## Analyzing Historical Visitation Numbers of U.S. National Parks
https://github.com/carl-schick-ds/national-parks

***

This project will analyze the historical visitation counts for each U.S. National Park and attempt to answer the following questions: 
 - How does the age of a national park impact annual visitation?
 - How does the area-size of a national park impact annual visitation?
 - Are visitation numbers impacted when a site receives an official national park designation?
 - Does the location of a national park impact annual visitation?
 - How does the weather impact monthly visitation?

***

### Data Collection
The first step of the project is to collect the data from various sources on the internet.  

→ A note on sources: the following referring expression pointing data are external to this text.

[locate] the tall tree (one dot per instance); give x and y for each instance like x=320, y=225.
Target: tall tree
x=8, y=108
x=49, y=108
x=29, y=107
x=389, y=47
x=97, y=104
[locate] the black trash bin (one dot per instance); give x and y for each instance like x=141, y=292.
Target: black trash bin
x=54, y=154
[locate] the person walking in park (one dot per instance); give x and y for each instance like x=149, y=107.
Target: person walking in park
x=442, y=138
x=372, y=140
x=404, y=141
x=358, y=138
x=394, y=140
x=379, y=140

Data is currently collected from two main sources...
 - The National Park Services' Integrated Resourcde Management Applications (IRMA) Portal
   - List of official national park unit codes
   - Monthly visitation counts for each national park
 - Wikipedia
   - Location (lat/long), date established, and gross area acres for each national park

Web scraping is performed using the [Beautfiul Soup](https://www.crummy.com/software/BeautifulSoup/) library.  
Fuzzy matching logic for park names is performed using the [The Fuzz (formerly Fuzzy Wuzzy)](https://github.com/seatgeek/thefuzz) library.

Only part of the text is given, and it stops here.